Johann Joachim Becher

Nacido en Spira en 1635 y m. en Londres en 1682. Mineralo­gista y químico de amplios conocimientos, vivió una existencia agitada, y si unas veces disfrutó del favor de los príncipes, otras, en cambio, se vio atacado por los numerosos enemigos que su carácter duro y vanidoso le atrajera.

Huérfano de padre todavía joven, pudo, sin embargo, continuar sus estudios actuando como repetidor. Ad­quirió una extensa cultura científica y ad­ministrativa, y fue asesor de industrias y empresas comerciales, profesor en Magun­cia, médico del elector de Baviera en Mu­nich y consejero áulico del emperador en Viena.

En Haarlem, una de las últimas ciu­dades en las que residió antes de marchar a Londres, ideó una máquina para el tra­bajo de la seda. En Francfort publicó las obras principales de las muchas que escribiera: Física subterránea (v.) y Discurso político en torno a las verdaderas causas de la prosperidad y la decadencia de las ciu­dades… (v.).

Se interesó incluso por una nueva escritura universal, y trató — aun en verso — cuestiones de medicina. Después de Boyle, y ya como precursor de Stahl, fue uno de los primeros que poseyeron una idea científica de la química, netamente dis­tinta de la de los alquimistas.
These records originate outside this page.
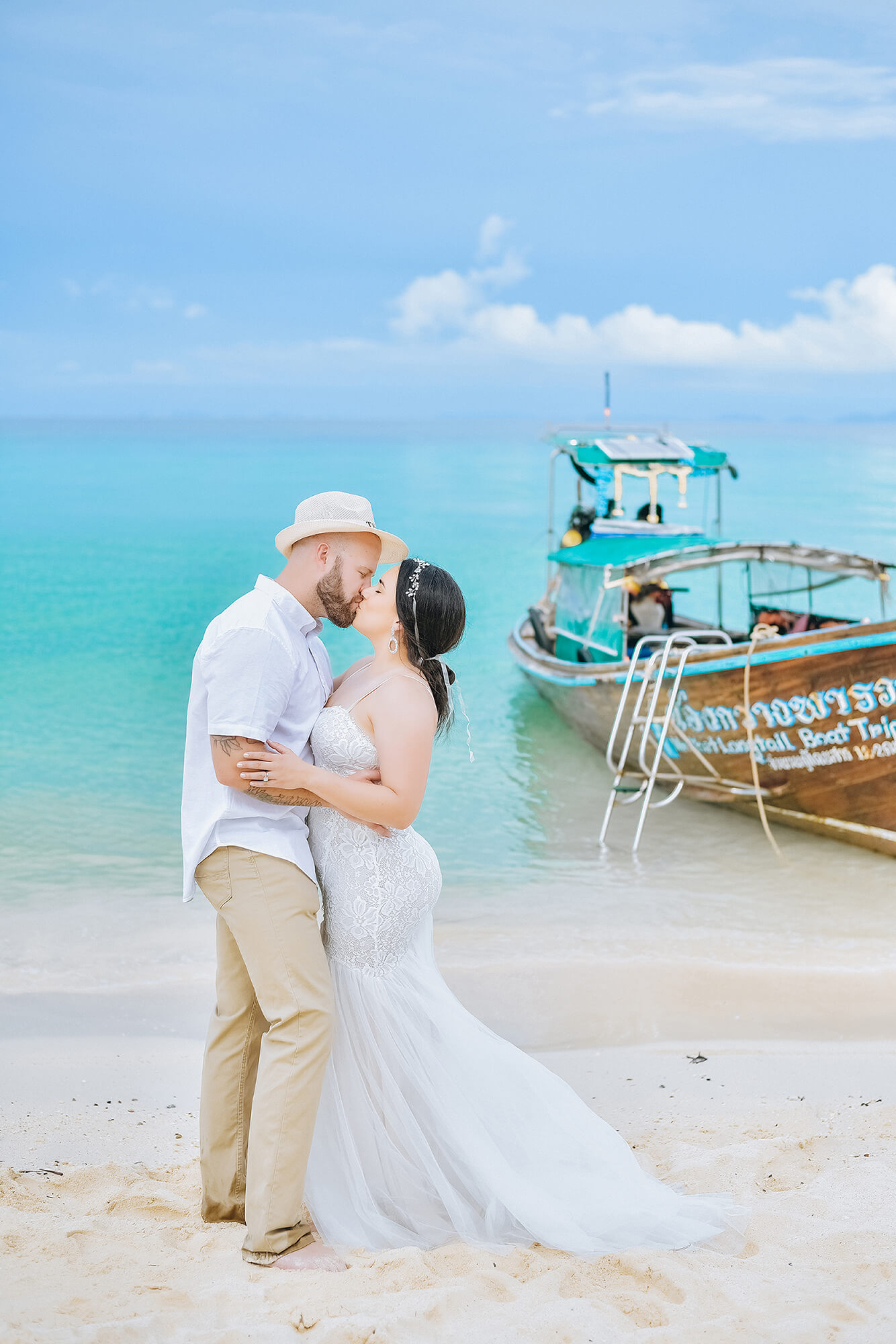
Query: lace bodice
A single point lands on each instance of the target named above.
(377, 889)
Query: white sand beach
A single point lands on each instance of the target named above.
(103, 1243)
(100, 1060)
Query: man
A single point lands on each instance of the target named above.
(263, 673)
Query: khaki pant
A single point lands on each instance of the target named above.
(267, 1050)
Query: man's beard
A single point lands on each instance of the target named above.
(338, 608)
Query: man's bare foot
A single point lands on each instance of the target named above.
(316, 1256)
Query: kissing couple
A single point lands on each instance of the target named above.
(349, 1100)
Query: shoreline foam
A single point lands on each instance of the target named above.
(111, 1249)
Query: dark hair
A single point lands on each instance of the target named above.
(441, 616)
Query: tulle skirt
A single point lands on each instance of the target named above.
(435, 1130)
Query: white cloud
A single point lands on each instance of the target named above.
(131, 296)
(792, 99)
(855, 330)
(156, 370)
(435, 304)
(492, 230)
(453, 321)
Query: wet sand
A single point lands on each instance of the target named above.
(619, 990)
(103, 1243)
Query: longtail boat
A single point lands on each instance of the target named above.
(757, 675)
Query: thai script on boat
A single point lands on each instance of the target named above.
(862, 698)
(793, 744)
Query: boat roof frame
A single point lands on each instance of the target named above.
(722, 553)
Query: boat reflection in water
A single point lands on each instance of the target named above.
(752, 674)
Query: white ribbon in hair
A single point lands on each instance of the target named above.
(460, 696)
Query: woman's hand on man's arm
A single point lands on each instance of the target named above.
(228, 757)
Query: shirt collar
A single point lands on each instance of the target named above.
(291, 605)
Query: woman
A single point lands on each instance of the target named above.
(431, 1127)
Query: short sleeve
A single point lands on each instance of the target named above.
(249, 679)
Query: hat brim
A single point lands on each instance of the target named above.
(393, 548)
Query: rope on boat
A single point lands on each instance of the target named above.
(760, 632)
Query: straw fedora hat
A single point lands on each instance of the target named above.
(335, 511)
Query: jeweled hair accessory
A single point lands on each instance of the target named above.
(412, 592)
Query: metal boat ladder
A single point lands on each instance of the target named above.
(667, 661)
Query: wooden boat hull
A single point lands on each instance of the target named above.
(823, 709)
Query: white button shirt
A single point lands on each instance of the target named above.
(261, 673)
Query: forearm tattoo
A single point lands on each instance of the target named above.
(228, 745)
(288, 798)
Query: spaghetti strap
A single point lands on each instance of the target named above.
(382, 682)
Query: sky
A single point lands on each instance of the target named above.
(469, 209)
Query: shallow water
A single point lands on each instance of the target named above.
(122, 541)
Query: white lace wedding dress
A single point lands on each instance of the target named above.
(431, 1127)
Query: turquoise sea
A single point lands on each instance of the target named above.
(123, 540)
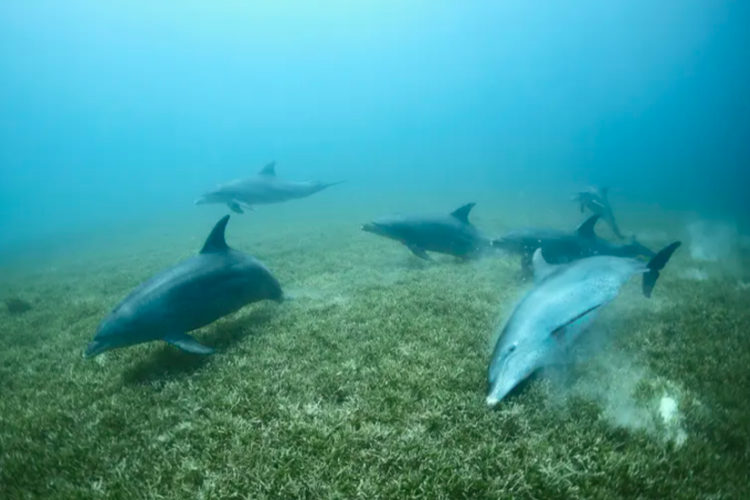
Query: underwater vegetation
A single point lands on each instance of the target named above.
(15, 305)
(370, 384)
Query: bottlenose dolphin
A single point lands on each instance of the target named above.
(450, 234)
(563, 303)
(561, 247)
(262, 189)
(193, 293)
(597, 200)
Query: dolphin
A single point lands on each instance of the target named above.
(264, 188)
(562, 304)
(450, 234)
(189, 295)
(597, 200)
(561, 247)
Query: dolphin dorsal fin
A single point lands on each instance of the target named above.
(269, 170)
(215, 241)
(586, 230)
(541, 267)
(462, 213)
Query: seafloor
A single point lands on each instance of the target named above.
(371, 383)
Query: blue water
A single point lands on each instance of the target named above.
(114, 110)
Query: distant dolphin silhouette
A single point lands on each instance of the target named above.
(262, 189)
(197, 291)
(450, 234)
(597, 200)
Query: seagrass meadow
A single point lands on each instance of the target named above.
(370, 383)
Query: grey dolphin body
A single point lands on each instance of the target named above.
(187, 296)
(450, 234)
(561, 247)
(262, 189)
(563, 303)
(597, 200)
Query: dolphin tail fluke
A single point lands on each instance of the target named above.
(188, 344)
(657, 264)
(235, 207)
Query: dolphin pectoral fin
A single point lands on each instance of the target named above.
(462, 213)
(586, 230)
(572, 327)
(526, 263)
(419, 252)
(188, 344)
(655, 265)
(598, 203)
(542, 268)
(235, 207)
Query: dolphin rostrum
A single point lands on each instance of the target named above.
(189, 295)
(561, 247)
(564, 301)
(597, 200)
(264, 188)
(450, 234)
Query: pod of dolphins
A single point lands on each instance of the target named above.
(575, 274)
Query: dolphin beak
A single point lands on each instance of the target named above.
(502, 386)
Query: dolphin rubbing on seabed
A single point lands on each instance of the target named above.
(450, 234)
(597, 200)
(198, 291)
(561, 247)
(563, 303)
(264, 188)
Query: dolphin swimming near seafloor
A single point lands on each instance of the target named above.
(597, 200)
(561, 247)
(450, 234)
(563, 303)
(263, 188)
(189, 295)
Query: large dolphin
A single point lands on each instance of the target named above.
(187, 296)
(561, 247)
(262, 189)
(597, 200)
(563, 303)
(450, 234)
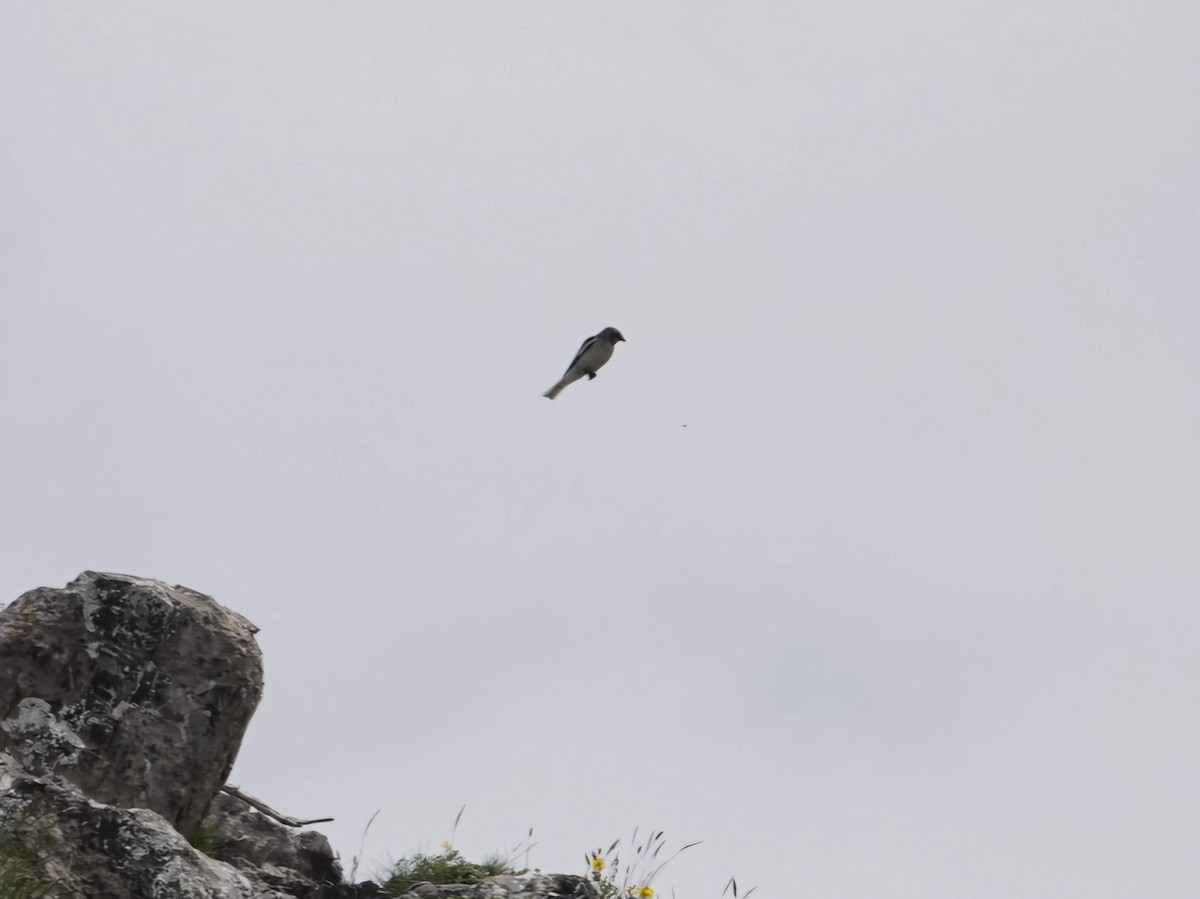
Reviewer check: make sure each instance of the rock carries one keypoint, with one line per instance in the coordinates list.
(136, 691)
(90, 849)
(292, 862)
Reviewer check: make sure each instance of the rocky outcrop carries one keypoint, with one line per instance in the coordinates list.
(136, 691)
(123, 706)
(90, 849)
(287, 859)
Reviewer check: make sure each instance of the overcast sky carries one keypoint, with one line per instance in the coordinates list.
(871, 558)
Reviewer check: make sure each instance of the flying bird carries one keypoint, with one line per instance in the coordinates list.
(594, 353)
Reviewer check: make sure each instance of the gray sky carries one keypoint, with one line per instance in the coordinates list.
(870, 559)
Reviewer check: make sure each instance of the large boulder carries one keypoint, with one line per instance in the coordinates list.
(136, 691)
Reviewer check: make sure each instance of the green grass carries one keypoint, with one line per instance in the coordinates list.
(22, 874)
(207, 838)
(447, 867)
(612, 877)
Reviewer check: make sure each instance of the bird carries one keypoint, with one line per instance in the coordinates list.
(593, 354)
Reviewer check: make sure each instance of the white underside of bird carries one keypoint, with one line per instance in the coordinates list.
(594, 353)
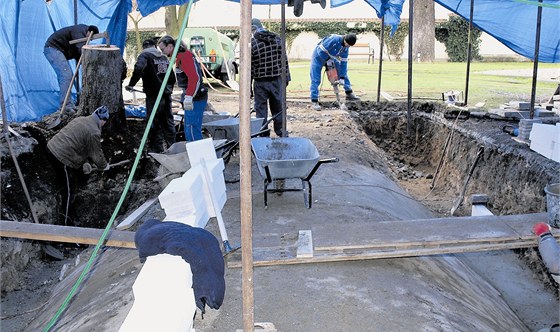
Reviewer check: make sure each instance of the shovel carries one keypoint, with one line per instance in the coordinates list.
(232, 83)
(55, 122)
(87, 168)
(337, 94)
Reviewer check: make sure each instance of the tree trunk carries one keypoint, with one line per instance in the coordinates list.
(423, 45)
(171, 24)
(102, 69)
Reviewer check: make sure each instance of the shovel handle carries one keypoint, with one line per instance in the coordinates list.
(74, 76)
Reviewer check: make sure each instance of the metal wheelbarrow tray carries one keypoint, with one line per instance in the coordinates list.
(287, 158)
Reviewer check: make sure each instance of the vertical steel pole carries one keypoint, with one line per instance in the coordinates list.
(284, 64)
(381, 56)
(75, 12)
(410, 26)
(246, 200)
(469, 54)
(536, 61)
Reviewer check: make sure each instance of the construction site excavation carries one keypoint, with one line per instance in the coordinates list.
(229, 167)
(387, 252)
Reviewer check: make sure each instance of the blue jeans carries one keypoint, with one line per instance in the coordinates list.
(63, 73)
(268, 92)
(193, 120)
(317, 64)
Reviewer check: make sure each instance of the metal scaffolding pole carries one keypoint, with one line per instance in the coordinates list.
(246, 199)
(469, 54)
(410, 26)
(381, 57)
(284, 64)
(536, 61)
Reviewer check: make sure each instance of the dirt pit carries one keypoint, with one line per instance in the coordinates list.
(508, 172)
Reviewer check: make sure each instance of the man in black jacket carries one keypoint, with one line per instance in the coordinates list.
(151, 67)
(58, 51)
(266, 71)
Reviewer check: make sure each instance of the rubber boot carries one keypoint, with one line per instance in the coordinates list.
(350, 96)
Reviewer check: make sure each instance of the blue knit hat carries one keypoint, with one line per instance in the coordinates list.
(102, 113)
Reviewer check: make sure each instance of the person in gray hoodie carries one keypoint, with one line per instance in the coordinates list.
(151, 67)
(266, 71)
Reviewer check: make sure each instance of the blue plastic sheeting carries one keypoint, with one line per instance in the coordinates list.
(389, 9)
(29, 83)
(514, 23)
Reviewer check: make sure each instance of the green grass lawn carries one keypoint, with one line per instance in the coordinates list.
(431, 79)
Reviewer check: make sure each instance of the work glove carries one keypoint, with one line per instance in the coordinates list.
(187, 103)
(540, 228)
(86, 168)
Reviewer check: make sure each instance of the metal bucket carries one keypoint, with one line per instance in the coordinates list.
(553, 204)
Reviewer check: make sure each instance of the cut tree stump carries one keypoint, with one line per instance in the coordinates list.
(102, 68)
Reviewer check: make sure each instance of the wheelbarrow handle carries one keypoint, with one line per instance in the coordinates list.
(322, 161)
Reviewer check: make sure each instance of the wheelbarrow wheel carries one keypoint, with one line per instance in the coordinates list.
(307, 197)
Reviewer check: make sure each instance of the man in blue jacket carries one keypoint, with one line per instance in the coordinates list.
(333, 47)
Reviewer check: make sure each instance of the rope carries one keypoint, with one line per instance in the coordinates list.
(108, 228)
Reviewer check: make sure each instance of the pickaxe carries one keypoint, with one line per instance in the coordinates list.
(103, 34)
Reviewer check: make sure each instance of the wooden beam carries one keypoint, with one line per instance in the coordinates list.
(137, 214)
(68, 234)
(409, 238)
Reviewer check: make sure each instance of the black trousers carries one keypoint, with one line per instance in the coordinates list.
(267, 91)
(66, 179)
(162, 132)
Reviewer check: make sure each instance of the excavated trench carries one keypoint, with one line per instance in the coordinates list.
(508, 172)
(512, 175)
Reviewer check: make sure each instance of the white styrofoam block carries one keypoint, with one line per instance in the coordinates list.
(480, 210)
(184, 203)
(545, 140)
(217, 183)
(163, 296)
(201, 149)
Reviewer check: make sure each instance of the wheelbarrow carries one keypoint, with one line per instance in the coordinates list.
(287, 158)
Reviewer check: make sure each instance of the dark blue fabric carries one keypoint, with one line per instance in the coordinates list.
(514, 23)
(196, 246)
(29, 83)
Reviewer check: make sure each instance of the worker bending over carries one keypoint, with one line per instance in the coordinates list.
(58, 51)
(333, 47)
(79, 142)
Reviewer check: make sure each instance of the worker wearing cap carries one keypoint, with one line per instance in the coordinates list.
(266, 73)
(79, 142)
(58, 51)
(333, 47)
(151, 67)
(189, 78)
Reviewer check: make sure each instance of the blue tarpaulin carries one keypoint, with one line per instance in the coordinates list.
(514, 23)
(31, 90)
(29, 83)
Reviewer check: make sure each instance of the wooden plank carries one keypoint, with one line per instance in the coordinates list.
(68, 234)
(432, 231)
(137, 214)
(458, 235)
(305, 244)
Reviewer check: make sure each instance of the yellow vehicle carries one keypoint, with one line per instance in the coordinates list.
(216, 50)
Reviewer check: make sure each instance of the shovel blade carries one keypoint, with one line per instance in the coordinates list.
(233, 84)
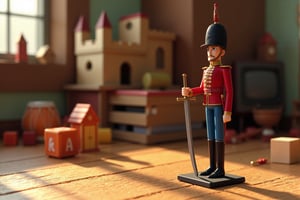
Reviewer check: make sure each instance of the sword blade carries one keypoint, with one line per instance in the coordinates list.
(190, 135)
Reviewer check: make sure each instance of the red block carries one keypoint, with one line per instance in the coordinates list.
(61, 142)
(10, 138)
(29, 138)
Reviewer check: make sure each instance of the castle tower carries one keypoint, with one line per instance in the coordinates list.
(134, 28)
(82, 32)
(103, 31)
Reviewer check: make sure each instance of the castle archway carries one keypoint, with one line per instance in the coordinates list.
(125, 74)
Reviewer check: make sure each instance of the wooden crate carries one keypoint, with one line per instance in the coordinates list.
(152, 116)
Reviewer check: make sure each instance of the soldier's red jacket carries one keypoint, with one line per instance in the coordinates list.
(216, 85)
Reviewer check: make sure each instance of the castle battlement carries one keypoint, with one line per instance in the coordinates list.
(103, 61)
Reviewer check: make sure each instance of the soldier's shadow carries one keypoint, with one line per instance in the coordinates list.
(266, 193)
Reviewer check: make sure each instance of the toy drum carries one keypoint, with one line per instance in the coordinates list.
(40, 115)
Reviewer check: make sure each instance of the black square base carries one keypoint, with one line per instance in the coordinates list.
(204, 181)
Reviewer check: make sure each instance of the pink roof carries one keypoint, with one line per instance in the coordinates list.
(103, 21)
(141, 15)
(80, 114)
(82, 25)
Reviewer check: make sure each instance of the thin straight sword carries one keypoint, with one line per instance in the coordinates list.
(186, 103)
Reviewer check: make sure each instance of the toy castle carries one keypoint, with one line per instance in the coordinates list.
(103, 62)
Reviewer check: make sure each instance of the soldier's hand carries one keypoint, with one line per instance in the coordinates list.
(186, 91)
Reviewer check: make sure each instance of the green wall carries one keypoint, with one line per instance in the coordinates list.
(13, 105)
(281, 22)
(114, 9)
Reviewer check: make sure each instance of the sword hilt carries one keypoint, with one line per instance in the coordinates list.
(184, 81)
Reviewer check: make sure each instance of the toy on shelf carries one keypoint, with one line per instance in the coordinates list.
(86, 121)
(216, 87)
(61, 142)
(40, 115)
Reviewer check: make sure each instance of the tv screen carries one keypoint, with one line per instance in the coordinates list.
(257, 84)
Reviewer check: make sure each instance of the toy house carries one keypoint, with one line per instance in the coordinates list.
(86, 121)
(103, 64)
(142, 58)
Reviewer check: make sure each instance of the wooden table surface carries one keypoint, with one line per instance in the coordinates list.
(132, 171)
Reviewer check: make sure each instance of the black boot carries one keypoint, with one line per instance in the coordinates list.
(212, 156)
(220, 172)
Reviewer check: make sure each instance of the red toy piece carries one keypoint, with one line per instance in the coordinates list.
(259, 161)
(21, 54)
(216, 88)
(10, 138)
(61, 142)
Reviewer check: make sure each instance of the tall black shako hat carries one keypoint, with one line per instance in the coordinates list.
(215, 33)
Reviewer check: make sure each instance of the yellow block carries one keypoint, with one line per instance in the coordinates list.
(104, 135)
(285, 150)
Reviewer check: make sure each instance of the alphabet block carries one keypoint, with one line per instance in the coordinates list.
(104, 135)
(29, 138)
(10, 138)
(285, 150)
(61, 142)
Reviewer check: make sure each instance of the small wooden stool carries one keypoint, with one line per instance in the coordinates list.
(10, 138)
(61, 142)
(285, 150)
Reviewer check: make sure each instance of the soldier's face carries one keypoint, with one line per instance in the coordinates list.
(214, 53)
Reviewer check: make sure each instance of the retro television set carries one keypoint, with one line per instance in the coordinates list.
(257, 84)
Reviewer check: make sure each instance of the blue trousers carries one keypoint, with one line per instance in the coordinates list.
(214, 123)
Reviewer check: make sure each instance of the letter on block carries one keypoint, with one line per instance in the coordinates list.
(61, 142)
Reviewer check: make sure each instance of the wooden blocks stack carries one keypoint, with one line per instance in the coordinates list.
(61, 142)
(285, 150)
(10, 138)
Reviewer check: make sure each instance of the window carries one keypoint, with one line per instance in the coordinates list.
(22, 17)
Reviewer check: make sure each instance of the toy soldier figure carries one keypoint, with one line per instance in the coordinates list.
(216, 87)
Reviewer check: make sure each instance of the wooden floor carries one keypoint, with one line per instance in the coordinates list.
(131, 171)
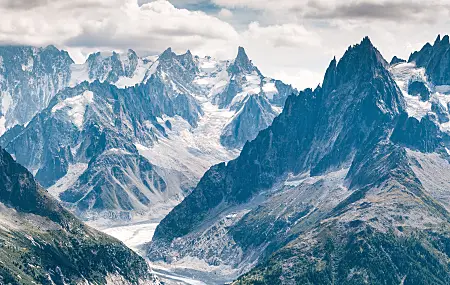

Así, en la obra citada trata de explicar la combustión admitiendo que los metales se componen de una sustancia terrosa común a todos ellos, de un mismo principio combustible, de una materia especial variable de un me­tal a otro y de la «sustancia mercurial»; calentando con intensidad tales cuerpos esta última desaparece, y queda únicamente la «base metálica».

Se trata, como fácilmente puede verse, de una teoría que anuncia la del «flogisto», debida a Stahl (v. Ensayo becheriano).